“Who said I couldn’t?” she demanded. “Uncle Lafe lets me.”

“Your Uncle Lafe said you could marry me,” said Maudlin in slow, drawling tones.

Jinnie’s blood boiled up behind her ears. She was eyeing him in bewilderment. Maudlin’s words made her more angry than she’d ever been in her life.

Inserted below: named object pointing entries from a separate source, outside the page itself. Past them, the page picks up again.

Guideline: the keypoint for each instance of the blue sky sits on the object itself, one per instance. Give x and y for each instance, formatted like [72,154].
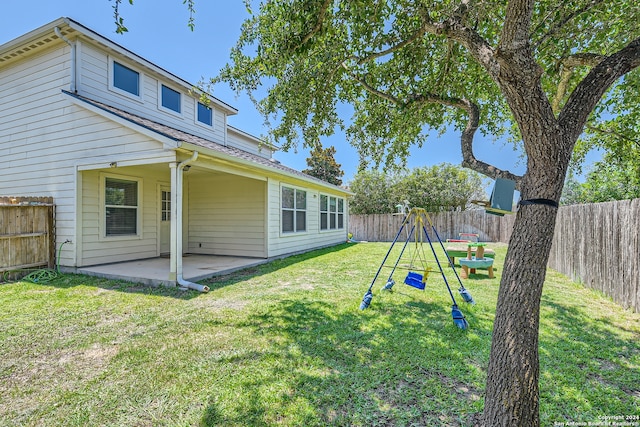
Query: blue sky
[158,32]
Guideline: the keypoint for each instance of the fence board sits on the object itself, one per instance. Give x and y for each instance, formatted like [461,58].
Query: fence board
[596,244]
[27,235]
[384,227]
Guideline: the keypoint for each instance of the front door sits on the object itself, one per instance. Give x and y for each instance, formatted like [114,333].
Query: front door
[165,220]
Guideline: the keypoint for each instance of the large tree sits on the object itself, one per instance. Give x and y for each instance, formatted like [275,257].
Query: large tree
[322,165]
[548,68]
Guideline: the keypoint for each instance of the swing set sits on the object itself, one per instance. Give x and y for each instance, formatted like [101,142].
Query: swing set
[415,225]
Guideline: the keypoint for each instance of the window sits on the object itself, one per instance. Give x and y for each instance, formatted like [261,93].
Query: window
[166,205]
[294,210]
[331,213]
[126,79]
[170,99]
[121,207]
[205,114]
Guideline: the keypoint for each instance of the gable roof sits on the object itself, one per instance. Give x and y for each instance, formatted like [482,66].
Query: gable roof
[191,142]
[46,36]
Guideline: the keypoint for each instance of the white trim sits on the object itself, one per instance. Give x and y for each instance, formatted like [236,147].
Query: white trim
[114,89]
[306,211]
[328,212]
[160,187]
[166,109]
[166,141]
[102,227]
[210,127]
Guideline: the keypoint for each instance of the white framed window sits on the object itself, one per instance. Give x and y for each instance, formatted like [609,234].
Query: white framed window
[331,212]
[204,115]
[120,200]
[169,100]
[125,80]
[293,210]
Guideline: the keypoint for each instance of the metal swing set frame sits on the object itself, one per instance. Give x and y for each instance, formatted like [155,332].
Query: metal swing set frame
[416,221]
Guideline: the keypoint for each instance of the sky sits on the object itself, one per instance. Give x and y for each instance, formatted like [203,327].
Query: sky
[158,32]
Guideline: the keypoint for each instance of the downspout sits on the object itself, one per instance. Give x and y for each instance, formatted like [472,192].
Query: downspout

“You lie, you damn fool!” she cried, and then caught her breath in consternation. It was the first oath that had escaped her lips in many a long day, and she felt truly sorry for it. She would tell Lafe of the provocation that caused it and beg to be forgiven. She moved back a step as Maudlin pinched her.

“I don’t lie,” he growled. “You think because you can scrape on a fiddle you’re better’n other folks. Pa an’ me’ll show you you ain’t.”

“You and your pa don’t know everything,” answered Jinnie, wrathfully.

“We know ’nough to see what King’s doin’ all right.”

He made a dive at the girl and laid a rough hand on the shortwood strap.

“Here! Gimme that wood if you’re too lazy to carry it.”

Jinnie turned her eyes up the road. It was time Bennett came. The sound of his motor would be like sweet music in her ears. She jerked the strap away from the man and turned furiously upon him.